E tem outra. O conceito-cerne da aventura de Jesus de Nazaré foi o de Reino de Deus ou Reino dos Céus. E o que é esse Reino de Deus (Basiléia tou Theou) ou Reino dos Céus (Basiléia tou Ouranou)?

Sei lá.

Só sei o que não é. E não é nada do que se faz por aí, em qualquer instância de oligarquia, prestígio ou poder. Dizer que alguém é pretendente a adquirir a cidadania do “Reino de Deus” é uma coisa extremamente anti-conformista. Isso significa que o sujeito não está a fim de compactuar com nenhuma (veja bem, nenhuma!) conivência ou conveniência. (É!) Deu pra ver que o produto que se vende por aí nas boas lojas do ramo é made in Paraguay.

O conceito de Reino de Deus fica muito próximo de um conceito do AT: o conceito de Santo. Kadosh é santo, em hebraico.
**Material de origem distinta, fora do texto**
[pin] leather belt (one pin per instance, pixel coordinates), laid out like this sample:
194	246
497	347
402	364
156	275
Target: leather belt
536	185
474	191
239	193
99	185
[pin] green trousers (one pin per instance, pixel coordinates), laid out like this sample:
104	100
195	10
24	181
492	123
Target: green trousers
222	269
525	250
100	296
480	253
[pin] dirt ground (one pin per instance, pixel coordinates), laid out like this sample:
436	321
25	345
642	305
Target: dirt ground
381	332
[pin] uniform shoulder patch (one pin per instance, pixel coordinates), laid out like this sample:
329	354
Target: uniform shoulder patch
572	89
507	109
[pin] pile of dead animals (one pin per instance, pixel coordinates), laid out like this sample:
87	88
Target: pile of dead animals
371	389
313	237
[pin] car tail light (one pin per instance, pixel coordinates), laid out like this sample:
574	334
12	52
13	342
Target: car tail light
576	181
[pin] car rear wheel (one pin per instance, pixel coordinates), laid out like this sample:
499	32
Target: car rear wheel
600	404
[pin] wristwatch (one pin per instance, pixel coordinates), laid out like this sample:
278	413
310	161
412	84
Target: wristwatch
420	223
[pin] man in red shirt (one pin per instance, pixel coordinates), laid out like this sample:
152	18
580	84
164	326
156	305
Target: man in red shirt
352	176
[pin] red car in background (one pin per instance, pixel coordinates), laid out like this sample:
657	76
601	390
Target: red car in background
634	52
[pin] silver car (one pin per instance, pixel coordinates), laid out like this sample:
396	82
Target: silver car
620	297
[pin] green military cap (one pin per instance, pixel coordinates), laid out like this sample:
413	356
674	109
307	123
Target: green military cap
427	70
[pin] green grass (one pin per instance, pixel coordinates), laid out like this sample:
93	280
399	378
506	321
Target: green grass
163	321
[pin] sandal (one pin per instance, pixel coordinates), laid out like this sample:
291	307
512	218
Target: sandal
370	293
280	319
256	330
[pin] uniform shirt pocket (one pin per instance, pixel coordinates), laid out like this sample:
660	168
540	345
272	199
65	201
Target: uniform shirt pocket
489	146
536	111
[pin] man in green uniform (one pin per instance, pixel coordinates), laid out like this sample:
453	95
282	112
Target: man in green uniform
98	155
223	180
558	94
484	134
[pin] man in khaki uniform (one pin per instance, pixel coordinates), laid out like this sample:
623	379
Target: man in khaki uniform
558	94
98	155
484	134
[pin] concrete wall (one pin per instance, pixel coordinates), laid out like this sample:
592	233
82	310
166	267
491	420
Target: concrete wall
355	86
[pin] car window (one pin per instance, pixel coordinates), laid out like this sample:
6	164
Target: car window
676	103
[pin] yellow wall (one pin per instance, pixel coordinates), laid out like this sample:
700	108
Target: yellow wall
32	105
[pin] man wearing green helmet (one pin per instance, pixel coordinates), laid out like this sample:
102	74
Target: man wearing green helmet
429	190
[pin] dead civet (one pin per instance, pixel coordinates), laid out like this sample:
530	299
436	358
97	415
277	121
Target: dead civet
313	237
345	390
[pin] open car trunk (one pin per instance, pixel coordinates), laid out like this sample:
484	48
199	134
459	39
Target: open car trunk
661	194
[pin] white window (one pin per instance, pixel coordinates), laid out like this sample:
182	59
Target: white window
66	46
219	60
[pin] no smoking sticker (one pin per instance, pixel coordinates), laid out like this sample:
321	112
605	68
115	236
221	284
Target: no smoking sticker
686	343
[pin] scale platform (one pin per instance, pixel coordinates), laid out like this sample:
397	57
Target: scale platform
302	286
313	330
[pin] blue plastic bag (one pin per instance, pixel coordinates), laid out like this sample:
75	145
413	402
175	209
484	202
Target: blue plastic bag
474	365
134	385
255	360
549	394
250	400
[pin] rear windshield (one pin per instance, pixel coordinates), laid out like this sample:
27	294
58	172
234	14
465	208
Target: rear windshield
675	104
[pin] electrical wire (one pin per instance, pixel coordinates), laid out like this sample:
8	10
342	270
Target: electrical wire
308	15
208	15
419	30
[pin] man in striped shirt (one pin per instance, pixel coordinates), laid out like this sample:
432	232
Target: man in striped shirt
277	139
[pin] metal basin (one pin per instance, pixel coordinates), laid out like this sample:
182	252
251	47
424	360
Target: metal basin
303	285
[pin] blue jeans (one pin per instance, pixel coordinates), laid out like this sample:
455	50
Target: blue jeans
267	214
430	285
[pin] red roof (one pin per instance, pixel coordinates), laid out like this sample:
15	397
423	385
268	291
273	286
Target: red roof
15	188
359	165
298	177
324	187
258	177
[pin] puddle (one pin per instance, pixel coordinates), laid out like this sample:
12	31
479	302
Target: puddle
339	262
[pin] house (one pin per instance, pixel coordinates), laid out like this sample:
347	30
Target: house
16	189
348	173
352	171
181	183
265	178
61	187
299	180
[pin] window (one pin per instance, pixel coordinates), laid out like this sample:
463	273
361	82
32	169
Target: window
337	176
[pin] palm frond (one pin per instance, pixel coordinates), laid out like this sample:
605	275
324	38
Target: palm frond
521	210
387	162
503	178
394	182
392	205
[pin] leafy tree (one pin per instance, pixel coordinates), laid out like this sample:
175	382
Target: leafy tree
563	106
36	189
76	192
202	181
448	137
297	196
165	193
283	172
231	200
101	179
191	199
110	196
Quando os querubins cobriram o rosto e o corpo com as seis asas (Isaias é quem conta) e gritaram em uníssono: Kadosh, kadosh, kadosh (Santo, santo, santo) eles não estavam dizendo que Deus era, simplesmente, um Santo mais graduado que os outros, do tipo, tem santo soldado, santo capitão, santo coronel, Deus é santo general. Não. Pelo amor Dele, definitivamente, não. Kadosh significa O Outro Absoluto, ou O Absoluto Outro, O Outro do Outro. Kadosh, kadosh, kadosh (Santo, santo, santo) queria dizer: Outro, Completamente Outro, Absolutamente Outro, NADA DO QUE EXISTA POR AQUI, e assim mesmo, tudo em maiúscula; caixa alta, por favor. Kadosh significa O Quê nenhuma experiência é capaz de experimentar, nenhuma representação é suficiente para representar, palavra alguma é capaz de dizer. Isso é kadosh. Visinho disso fica o Kadish: a oração em aramaico que só pode ser recitada na presença de, pelo menos, dez homens judeus adultos, para que fique claro que é a proclamação pública da grandeza de Um Outro.

O cerne da mensagem de Jesus, o Reino de Deus, caminha por essa trilha. O Reino não está, ele é. “O Reino de Deus não vem ostensivamente. Nem se poderá dizer: está aqui ou está ali, porque o Reino de Deus já está no meio de vocês” (Lc 17,20). O Reino não tem hora nem lugar marcados, não reconhece fronteira entre sagrado e profano, não condiz com nenhuma forma de elitismo, hierarquia, plutocracia, que mais? Por que os ricos não entrarão nele (Lc 18,24)? Talvez porque também não sejam analisáveis. Bota essa na conta do Dr. Lacan.

O Deus de Jesus de Nazaré (proclamado Cristo) é... Nem sei o que dizer. Por um lado, situa-se em continuidade com o Javé judaico, o da Primeira Aliança. Por outro, é completamente diferente dele. É Abbá, “Papai”. É isso mesmo, Jesus de Nazaré, que nunca quis ser Deus (essa opção foi de Alexandre e Júlio César!) tratava Deus com a intimidade de Abbá, “Papai”. A Segunda Aliança (a Segunda Tópica judaico-cristã) não desfez nem refez a Primeira. Evoluiu a partir dela. E viva Darwin! Afinal, até Deus evolui. Como dizia papai: água parada junta bicho. E não é que junta mesmo!